Nos ventes de vin dévissent à l’étranger
Avec la crise mondiale du Covid-19, les vignerons tricolores n’ont qu’une peur : revivre un nouveau millésime désastreux à l’export comme 2009.
2020, annus horribilis pour les très profitables ventes de vins français à travers la planète ? Les dernières données enregistrées par les Douanes sont à la hauteur de la crise : pour le premier semestre, les exportations de vins ont reculé de 21,6 % en valeur (jusqu’à - 28,3 % pour les effervescents). Toutes les régions, sans exception, sont dans le rouge, avec un triste record pour Bordeaux
(- 31,5 % de ventes).
Le choc est d’autant plus rude que notre vignoble, premier exportateur mondial en valeur, signait record sur record depuis une décennie. L’an passé, la France avait expédié pour 9 milliards d’euros de vins, dont un tiers de champagne. Si la tendance se confirme d’ici à fin décembre, la viticulture pourrait donc se priver de… deux milliards d’euros de ventes.

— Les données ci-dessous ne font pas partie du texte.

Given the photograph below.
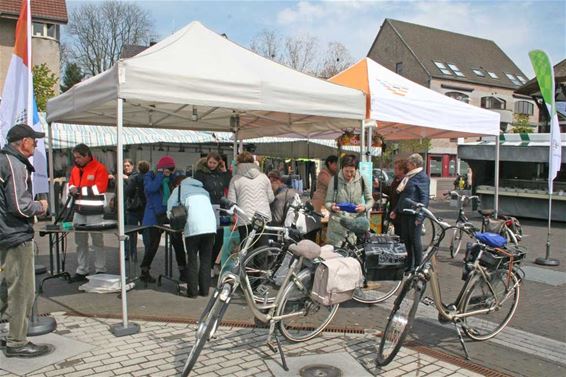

Taxes Trump, crise à Hong Kong, Brexit et bien entendu crise du Covid-19, il n’a fallu que quelques mois pour que la situation se retourne complètement. « Tout le monde espère que nous ne revivrons pas la désastreuse année 2009, suite à la crise mondiale des subprimes, et d’ailleurs nous n’en sommes pas encore là », tempère LouisFabrice Latour (Maison Louis Latour), vice-président de la Fédération des exportateurs de vins et spiritueux.
UNE RENTRÉE SOUS TENSION
Certaines zones résistent encore à l’effondrement, comme les vignobles d’Alsace, de Provence, de la Vallée du Rhône et de Bourgogne. « Nous tenons encore le coup, c’est du repli en bon ordre », explique Louis-Fabrice Latour pour sa région d’origine (sa propre entreprise limite pour l’instant la casse à - 10 %). Par ailleurs, les labels tricolores les mieux installés bénéficient d’une prime en temps
de crise. « Les grandes marques comme la nôtre résistent naturellement mieux », admet Philippe Guigal, dirigeant de la fameuse étiquette rhodanienne (- 8 % à l’export chez E.Guigal pour l’instant). Une consommation soutenue et de bonnes ventes cavistes pendant les périodes de confinement étayent effectivement cette thèse.
Toutefois, chacun sait que la rentrée sera rude. Problème central : les faillites de restaurants, une des principales clientèles pour l’export. « C’est un tiers de notre chiffre d’affaires, nous sommes très inquiets », admet Philippe Guigal, informé par exemple que 60 % des établissements québécois pourraient mettre la clef sous la porte d’ici décembre.
Et à cette satanée taxe Trump prolongée de six mois. « C’est l’autre principale inquiétude, nous ne vendrons pas longtemps nos grands vins un tiers plus cher », reconnaît Louis-Fabrice Latour.